Il 2010 Global City Index, stilato dal magazine americano Foreign Policy in collaborazione con lo studio di consulenza aziendale A. T. Kearney e con The Chicago Council on Global Affairs, ci consegna una fotografia fedele di questo cruciale cambiamento.
Nel 2010, cinque delle dieci città più globali del mondo sono orientali: Tokyo, Hong Kong, Singapore, Sydney e Seoul. Tre, New York, Chicago e Los Angeles, sono americane e solo due, Londra e Parigi, europee. Una tendenza, secondo Foreign Policy, destinata a rafforzarsi.
Nonostante l’avanzata di giganti urbani asiatici come Bangalore, San Paolo e Shanghai, il predominio delle vecchie capitali politiche e, o commerciali resta intatto, almeno per ora. New York, Londra, Tokyo e Parigi rimangono, in quest’ordine, in cima alla classifica, occupando lo stesso posto di due anni fa, quando il Global City Index fu inaugurato.
Questo perché soddisfano i requisiti necessari a rendere una città davvero globale: non solo una popolazione superiore al milione di abitanti, ma anche un’intensa attività commerciale, una rilevante partecipazione politica da parte dei cittadini, un solido network di relazioni internazionali e una grande influenza sui mercati finanziari.
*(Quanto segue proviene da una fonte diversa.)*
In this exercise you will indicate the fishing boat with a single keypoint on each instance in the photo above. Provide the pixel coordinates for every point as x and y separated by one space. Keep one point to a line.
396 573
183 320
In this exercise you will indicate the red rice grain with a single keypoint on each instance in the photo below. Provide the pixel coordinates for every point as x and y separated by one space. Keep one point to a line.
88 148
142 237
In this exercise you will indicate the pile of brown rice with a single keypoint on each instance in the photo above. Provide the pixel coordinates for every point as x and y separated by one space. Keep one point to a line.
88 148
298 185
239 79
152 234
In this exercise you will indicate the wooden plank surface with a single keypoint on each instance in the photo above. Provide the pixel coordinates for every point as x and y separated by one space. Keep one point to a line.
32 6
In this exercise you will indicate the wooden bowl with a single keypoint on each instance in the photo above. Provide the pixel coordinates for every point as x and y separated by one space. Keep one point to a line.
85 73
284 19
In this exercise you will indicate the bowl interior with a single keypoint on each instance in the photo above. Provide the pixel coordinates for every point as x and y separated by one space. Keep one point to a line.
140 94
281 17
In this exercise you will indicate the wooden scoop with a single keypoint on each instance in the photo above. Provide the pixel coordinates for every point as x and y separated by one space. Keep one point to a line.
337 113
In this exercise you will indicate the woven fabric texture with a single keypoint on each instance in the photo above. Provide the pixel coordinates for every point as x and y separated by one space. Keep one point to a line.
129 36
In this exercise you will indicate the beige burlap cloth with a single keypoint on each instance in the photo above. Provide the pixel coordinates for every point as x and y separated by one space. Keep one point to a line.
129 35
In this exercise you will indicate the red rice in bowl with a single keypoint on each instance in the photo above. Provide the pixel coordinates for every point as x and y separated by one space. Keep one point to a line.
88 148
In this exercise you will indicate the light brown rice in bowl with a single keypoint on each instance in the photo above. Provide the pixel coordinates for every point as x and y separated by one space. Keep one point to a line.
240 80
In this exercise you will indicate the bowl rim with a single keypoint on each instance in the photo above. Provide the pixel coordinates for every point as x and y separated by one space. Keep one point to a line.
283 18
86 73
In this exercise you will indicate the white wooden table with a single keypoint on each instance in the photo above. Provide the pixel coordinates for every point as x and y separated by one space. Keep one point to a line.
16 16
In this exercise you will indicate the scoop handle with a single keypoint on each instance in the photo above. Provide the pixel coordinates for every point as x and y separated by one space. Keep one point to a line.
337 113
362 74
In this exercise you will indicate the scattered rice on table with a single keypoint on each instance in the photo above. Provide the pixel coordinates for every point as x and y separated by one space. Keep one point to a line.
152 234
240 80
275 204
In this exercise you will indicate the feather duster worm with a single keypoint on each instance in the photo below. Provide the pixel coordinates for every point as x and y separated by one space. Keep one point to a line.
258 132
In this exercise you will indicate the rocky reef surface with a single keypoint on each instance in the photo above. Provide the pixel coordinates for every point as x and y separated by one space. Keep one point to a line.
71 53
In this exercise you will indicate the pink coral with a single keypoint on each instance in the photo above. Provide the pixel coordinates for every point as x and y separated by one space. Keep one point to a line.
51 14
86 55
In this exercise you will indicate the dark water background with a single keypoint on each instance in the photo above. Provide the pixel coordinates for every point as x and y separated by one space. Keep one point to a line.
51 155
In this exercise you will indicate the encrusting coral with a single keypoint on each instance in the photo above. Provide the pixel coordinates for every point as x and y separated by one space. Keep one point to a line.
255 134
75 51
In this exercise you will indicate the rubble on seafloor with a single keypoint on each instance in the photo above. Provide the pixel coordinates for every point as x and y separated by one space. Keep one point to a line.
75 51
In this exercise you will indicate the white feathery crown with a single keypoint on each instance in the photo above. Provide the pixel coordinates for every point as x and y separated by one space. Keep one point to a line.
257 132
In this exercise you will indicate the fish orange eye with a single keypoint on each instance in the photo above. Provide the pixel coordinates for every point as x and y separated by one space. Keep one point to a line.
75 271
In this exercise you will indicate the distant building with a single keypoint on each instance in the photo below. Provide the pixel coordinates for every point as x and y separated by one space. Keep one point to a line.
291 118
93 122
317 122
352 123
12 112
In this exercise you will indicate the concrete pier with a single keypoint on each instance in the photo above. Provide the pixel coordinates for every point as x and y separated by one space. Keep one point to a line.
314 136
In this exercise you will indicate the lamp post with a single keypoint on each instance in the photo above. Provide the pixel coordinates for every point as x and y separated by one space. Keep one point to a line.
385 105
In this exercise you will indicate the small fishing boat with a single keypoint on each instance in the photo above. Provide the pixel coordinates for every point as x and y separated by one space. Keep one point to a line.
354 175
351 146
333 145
Sono questi i criteri che spiegano come mai molte megalopoli, da Karachi a Lagos, appaiano in coda alla classifica, composta da sole 65 città. Il flusso dei beni che transitano nei porti e negli aeroporti, i quartier generali delle grandi multinazionali, l’importanza dei mercati finanziari, insieme alla vivacità culturale, al numero di ambasciate, musei e think tanks presenti nelle diverse metropoli hanno fatto la differenza.
Così, per esempio, accade che New York superi Washington di ben 12 posizioni o che Pechino (al 15° posto) preceda Berlino (16°). Non basta essere la Capitale di una nazione per aggiudicarsi “un posto al sole” in questa accuratissima lista. Ecco perché, per esempio, Barcellona (al 26° posto) supera Roma (al 28°). O perché Milano (al 42° posto) domina su Dublino (44°) e Tel Aviv (50°).